Although a philosopher, the best way to characterize Platos analytical approach in the Allegory of the Cave and the Divided Line is as a medical doctor diagnosing an illness, identifying the causes of that illness, and prescribing a suitable treatment in order to alleviate or otherwise eradicate that illness.  The illness is ignorant state of the human mind when it relies on nothing more than the senses to make judgments about the external environment.  The causes are misperceptions caused by a false belief in images that do not, in fact, constitute actual reality and a lack of proper education through which those false perceptions might be remedies.  The illness and the causes are most clearly illustrated by Plato in the Allegory of the Cave whereas the prescribed treatment is more specifically set forth in the Divided Line dialogue.  This treatment envisions a type of mental therapy in which the higher intellectual capacities of the human mind can be employed in order to be cured of the state of ignorance and to reach a healthy state of understanding and enlightenment.  In order to demonstrate this thesis, that Plato is essentially proposing a solution for a problem in these two dialogues, this paper will examine the nature of human ignorance, its consequences, and how understanding and enlightenment can be obtained by transcending the physical constraints of the bodys reliance of sensory perceptions through intellectual means and intellectual development.

    As an initial matter, Plato defines the problem as one of ignorance or an unenlightened state in the human mind.  He represents this ignorance in the form of the caves darkness.  The prisoners are portrayed as physical beings wholly reliant upon their senses for stimulation and perception.  Thus, they believe that what they can hear or see is an accurate representing of physical things and the world in which they exist.  The reader knows, however, what is unknown to the prisoners.  Specifically, the prisoners are looking at shadows rather than the real objects.  Plato characterizes these shadows as images or representations of reality.  The implication is that human beings, through the physical senses, cannot ever escape this state of ignorance.  Plato is thereby suggesting that distinctions be made between the physical body and the mental abilities of the human mind.  The illness, to be sure, is an inability to grasp or to understand the real world.  This disease, however, is not fatal.  Indeed, Plato states that ignorance can be cured if they are allowed to escape from a dependence on the senses and the consequent shadows.  He does this by having the prisoners leave the cave and walk up to the caves entrance.  Outside, in the sunlight, the prisoners recognize that they have been misled and that their external world was far different than they had ever imagined when trapped in the bowels of the cave.  The Allegory of the Cave, in effect, serves several purposes for Plato in terms of creating an analytical framework for understanding and pursuing knowledge through understanding.  The first purpose is to demonstrate the knowledge transcends sensory perceptions.  There must therefore be higher cognitive powers needed to understand the world accurately.  A dependence on the senses dooms the human being to a constant state of ignorance.  The second purpose is to argue that it is possible for the human mind to identify these false images, to reject them as being misleading, and to find a road to real understanding and verifiable types of knowledge.  These highest truths, also referred to as the forms by Plato, are fixed and permanent laws or facts of the external world.  It is hear, the disease of ignorance having been identified along with its main causes, that it is necessary to examine how the divided line functions as a type of prescribed treatment to lift the human being out of the state of ignorance.
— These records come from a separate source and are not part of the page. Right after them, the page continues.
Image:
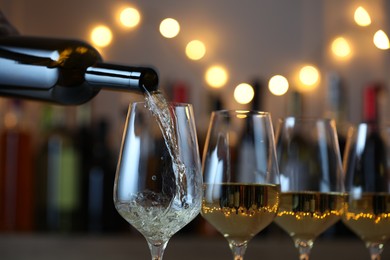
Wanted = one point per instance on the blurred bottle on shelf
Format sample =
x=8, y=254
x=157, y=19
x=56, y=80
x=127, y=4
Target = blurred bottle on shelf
x=98, y=173
x=336, y=106
x=58, y=173
x=295, y=104
x=180, y=92
x=258, y=98
x=16, y=171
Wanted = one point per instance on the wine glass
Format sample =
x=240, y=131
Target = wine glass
x=367, y=179
x=312, y=191
x=240, y=176
x=158, y=183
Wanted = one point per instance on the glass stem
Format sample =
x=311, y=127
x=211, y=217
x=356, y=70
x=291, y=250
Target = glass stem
x=304, y=248
x=157, y=249
x=375, y=250
x=238, y=251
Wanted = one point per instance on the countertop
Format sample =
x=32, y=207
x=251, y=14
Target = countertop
x=124, y=247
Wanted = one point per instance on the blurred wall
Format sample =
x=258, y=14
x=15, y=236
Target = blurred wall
x=252, y=39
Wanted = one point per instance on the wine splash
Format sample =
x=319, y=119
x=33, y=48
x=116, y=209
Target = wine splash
x=165, y=117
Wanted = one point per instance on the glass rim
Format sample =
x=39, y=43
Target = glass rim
x=228, y=112
x=307, y=119
x=171, y=103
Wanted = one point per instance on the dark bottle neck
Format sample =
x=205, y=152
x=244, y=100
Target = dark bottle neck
x=123, y=78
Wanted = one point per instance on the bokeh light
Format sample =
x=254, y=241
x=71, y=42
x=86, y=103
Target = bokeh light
x=341, y=47
x=361, y=16
x=381, y=40
x=130, y=17
x=195, y=50
x=169, y=28
x=244, y=93
x=101, y=36
x=278, y=85
x=216, y=76
x=308, y=77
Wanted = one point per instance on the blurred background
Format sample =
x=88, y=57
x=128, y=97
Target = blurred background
x=312, y=58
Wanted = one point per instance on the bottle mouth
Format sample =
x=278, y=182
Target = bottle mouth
x=149, y=80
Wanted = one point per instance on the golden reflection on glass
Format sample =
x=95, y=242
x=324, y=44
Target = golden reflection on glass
x=216, y=76
x=169, y=28
x=237, y=209
x=243, y=93
x=370, y=221
x=195, y=50
x=362, y=17
x=341, y=47
x=101, y=36
x=130, y=17
x=278, y=85
x=381, y=40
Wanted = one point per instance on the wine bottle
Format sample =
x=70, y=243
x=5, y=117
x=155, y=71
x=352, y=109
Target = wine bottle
x=64, y=71
x=16, y=174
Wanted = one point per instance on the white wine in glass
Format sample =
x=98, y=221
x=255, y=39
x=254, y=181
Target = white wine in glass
x=158, y=183
x=367, y=169
x=313, y=196
x=241, y=178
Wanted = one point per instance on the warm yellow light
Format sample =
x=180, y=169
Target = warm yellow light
x=216, y=76
x=130, y=17
x=169, y=28
x=341, y=47
x=361, y=16
x=278, y=85
x=195, y=50
x=244, y=93
x=381, y=40
x=309, y=77
x=101, y=36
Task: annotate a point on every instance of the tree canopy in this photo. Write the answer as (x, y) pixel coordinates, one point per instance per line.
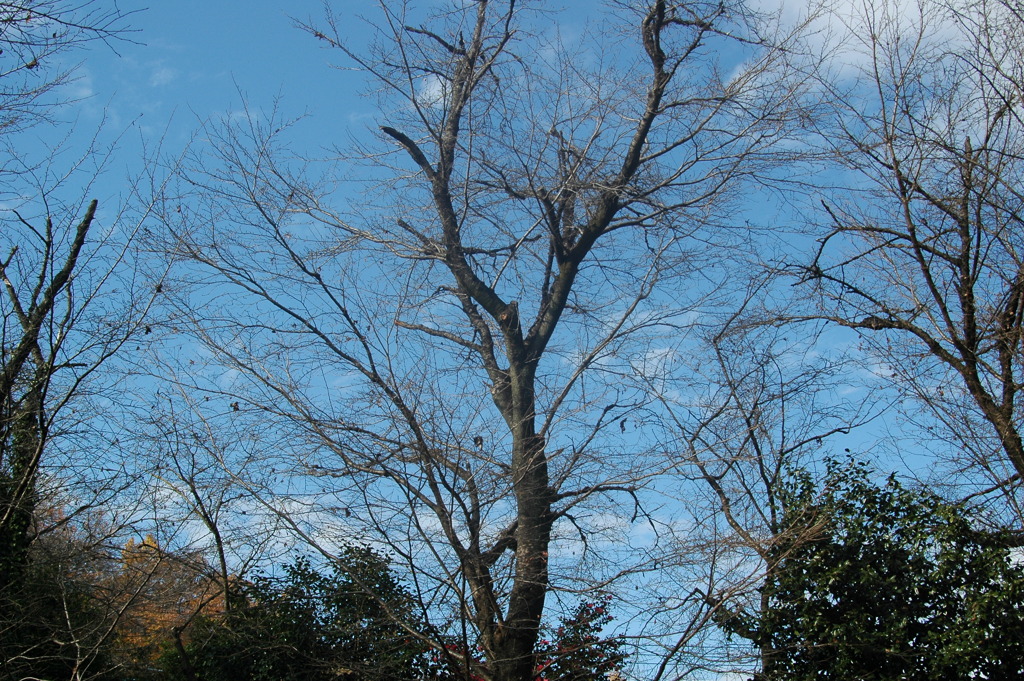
(883, 582)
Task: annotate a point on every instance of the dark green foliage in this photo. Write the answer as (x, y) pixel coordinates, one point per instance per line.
(886, 583)
(577, 651)
(355, 622)
(51, 627)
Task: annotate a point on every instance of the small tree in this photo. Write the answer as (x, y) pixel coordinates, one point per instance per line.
(885, 583)
(354, 622)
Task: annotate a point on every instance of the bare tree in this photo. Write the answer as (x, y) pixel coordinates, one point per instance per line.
(921, 250)
(442, 363)
(748, 405)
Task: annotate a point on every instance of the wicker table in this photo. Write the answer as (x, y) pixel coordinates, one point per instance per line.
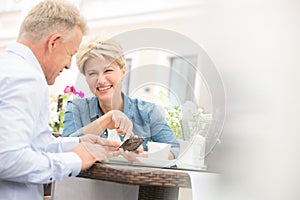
(154, 183)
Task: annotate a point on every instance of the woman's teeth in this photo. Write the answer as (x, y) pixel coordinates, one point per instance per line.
(104, 88)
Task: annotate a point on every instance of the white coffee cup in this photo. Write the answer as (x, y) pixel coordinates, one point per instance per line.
(158, 150)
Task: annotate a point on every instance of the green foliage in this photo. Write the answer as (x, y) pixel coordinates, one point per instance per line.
(57, 112)
(173, 119)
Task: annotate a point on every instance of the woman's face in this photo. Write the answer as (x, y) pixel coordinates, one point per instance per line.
(104, 77)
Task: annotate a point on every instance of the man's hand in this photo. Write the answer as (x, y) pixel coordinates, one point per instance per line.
(93, 148)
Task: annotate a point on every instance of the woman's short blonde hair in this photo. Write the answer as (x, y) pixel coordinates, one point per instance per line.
(100, 48)
(51, 16)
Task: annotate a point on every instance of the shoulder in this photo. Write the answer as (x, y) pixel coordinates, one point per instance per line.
(83, 102)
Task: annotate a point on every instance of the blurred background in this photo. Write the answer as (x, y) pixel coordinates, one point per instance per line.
(253, 46)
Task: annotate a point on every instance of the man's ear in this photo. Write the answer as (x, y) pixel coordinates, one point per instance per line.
(53, 41)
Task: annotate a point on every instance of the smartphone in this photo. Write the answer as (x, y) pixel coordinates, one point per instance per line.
(132, 144)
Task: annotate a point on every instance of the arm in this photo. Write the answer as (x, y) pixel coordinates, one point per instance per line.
(74, 126)
(25, 137)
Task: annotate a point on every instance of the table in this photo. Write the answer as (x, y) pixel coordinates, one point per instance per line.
(154, 183)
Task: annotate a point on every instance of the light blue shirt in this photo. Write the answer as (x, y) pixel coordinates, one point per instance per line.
(148, 122)
(29, 154)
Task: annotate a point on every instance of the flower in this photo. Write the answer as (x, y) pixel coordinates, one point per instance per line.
(58, 106)
(71, 90)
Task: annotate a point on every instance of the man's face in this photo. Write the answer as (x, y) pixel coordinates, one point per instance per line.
(60, 56)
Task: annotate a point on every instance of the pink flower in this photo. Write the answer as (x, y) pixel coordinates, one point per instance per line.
(71, 90)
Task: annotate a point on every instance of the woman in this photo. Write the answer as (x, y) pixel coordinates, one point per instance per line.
(103, 64)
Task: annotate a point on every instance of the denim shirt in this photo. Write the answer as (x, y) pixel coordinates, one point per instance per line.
(148, 122)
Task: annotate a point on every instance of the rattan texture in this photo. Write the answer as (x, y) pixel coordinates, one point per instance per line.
(143, 176)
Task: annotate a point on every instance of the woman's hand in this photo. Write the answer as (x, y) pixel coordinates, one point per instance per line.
(131, 156)
(121, 123)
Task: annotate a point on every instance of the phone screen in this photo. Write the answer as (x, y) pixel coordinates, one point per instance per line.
(132, 144)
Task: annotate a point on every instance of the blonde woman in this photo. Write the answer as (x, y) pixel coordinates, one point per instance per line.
(29, 155)
(103, 64)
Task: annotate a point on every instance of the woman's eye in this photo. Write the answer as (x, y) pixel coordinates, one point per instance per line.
(92, 73)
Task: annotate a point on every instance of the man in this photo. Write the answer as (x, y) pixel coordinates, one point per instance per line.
(29, 155)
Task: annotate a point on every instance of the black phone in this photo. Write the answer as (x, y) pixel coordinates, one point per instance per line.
(132, 144)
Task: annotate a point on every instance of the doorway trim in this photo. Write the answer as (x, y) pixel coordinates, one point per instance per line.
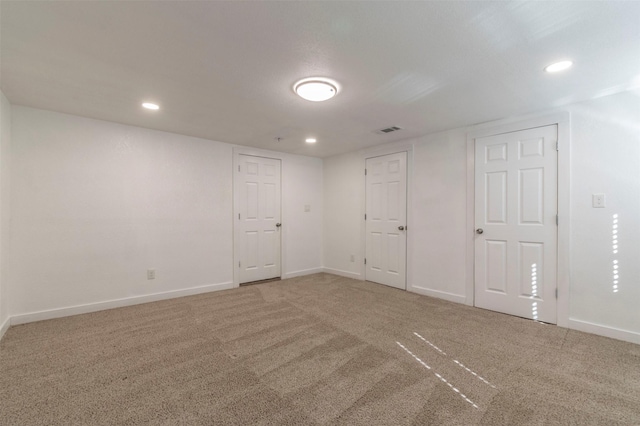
(392, 148)
(563, 274)
(237, 152)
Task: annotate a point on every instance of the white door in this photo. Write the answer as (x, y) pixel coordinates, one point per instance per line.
(258, 218)
(386, 219)
(516, 223)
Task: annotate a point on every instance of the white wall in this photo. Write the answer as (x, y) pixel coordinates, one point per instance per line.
(436, 256)
(5, 170)
(605, 158)
(343, 220)
(302, 230)
(95, 204)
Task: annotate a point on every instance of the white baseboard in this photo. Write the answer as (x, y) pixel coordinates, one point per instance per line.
(302, 273)
(614, 333)
(4, 327)
(354, 275)
(118, 303)
(438, 294)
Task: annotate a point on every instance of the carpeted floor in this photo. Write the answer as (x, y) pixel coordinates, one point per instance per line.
(319, 349)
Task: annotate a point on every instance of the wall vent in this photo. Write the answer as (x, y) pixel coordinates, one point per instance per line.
(387, 130)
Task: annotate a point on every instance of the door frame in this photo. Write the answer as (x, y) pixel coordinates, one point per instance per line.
(563, 273)
(393, 148)
(237, 152)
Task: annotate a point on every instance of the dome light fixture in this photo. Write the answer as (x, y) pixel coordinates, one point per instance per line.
(149, 105)
(558, 66)
(316, 89)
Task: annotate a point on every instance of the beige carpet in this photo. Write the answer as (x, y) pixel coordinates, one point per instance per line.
(313, 350)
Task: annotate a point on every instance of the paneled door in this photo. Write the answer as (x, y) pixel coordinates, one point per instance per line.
(516, 223)
(258, 218)
(386, 219)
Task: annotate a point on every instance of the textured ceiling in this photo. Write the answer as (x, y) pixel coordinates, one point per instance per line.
(225, 70)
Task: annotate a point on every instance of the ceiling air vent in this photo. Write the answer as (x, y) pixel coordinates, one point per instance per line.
(387, 130)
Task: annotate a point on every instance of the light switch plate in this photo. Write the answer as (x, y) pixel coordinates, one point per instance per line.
(598, 200)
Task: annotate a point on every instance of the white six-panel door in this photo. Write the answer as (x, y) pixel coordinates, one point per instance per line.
(516, 223)
(386, 214)
(258, 218)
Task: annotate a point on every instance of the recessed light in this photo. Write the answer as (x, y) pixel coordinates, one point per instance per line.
(558, 66)
(316, 89)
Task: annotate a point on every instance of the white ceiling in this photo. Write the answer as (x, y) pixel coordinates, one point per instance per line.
(225, 70)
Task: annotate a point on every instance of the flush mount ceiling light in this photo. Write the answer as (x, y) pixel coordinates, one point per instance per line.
(558, 66)
(316, 89)
(149, 105)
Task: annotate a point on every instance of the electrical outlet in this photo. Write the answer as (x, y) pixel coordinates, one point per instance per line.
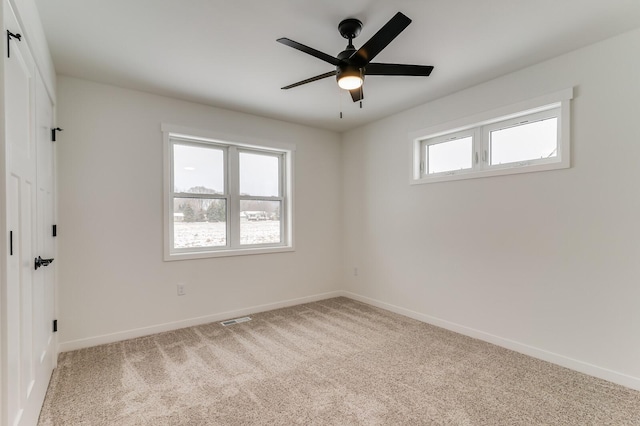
(182, 289)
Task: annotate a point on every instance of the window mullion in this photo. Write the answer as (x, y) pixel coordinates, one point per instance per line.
(233, 179)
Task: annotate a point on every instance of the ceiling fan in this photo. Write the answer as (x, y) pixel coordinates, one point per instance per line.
(352, 65)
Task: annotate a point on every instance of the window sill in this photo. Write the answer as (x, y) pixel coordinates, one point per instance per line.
(226, 253)
(504, 170)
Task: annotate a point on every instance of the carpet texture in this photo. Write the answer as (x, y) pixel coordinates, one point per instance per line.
(334, 362)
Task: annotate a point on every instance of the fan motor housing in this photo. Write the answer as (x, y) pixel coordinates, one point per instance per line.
(350, 28)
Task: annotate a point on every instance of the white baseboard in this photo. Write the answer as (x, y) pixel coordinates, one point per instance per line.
(145, 331)
(573, 364)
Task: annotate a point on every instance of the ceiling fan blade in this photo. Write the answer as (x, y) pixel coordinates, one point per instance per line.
(380, 40)
(357, 94)
(309, 80)
(398, 69)
(309, 50)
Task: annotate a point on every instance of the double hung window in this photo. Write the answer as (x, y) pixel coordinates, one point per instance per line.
(225, 198)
    Plato describes through the divided line a series of different types of intellectual activity.  More particularly, these different types of intellectual activity co-exist along a continuum ranging from ignorance to enlightenment and knowledge.  By educating people about these different steps, not directly but by helping them to progress mentally, the ignorance of the cave can be escaped and human beings can transcend the limits of their physical bodies.  The first type of intellectual state on the divided line is an imagining state.  This state is informed by the senses and perceives images rather than reality.  The caves prisoners were in this state while watching the shadows.  The second type of intellectual state is belief.  This is where ideas become conceptualized and adhered to without subsequent analysis or testing.  Human beings may therefore belief without any evidence or any verifiable reasons.  This type of verification and testing arises in the third mental state.  This third state is a critical thinking process and it is here that ignorance can be most clearly revealed.  Thought is about testing theories in a methodical way and even about creating models for testing purposes.  Mathematics, for instance, can be created and tested as a potential truth in and of itself or in order to test the veracity of other beliefs.  The fourth state is what Plato views as understanding. 
Understanding is a true vision and knowledge about the outside world and the things being viewed or considered.  Plato envisions absolute truths and the human mind is capable of discerning these truths only through higher mental processes.  Gaining this knowledge is not inevitable, as the prisoners in the cave attest, but Plato argues that enlightenment and the escape of ignorance are possible.

    In conclusion, Plato uses the Allegory of the Cave to present the problem of ignorance among human beings and to show how that ignorance is caused.  He then addresses this problem by proposing a solution.  The Divided line is then cleverly used to present the potential of the human mind and how it might be used in a progressively sophisticated manner in order to find the true nature and knowledge of the world.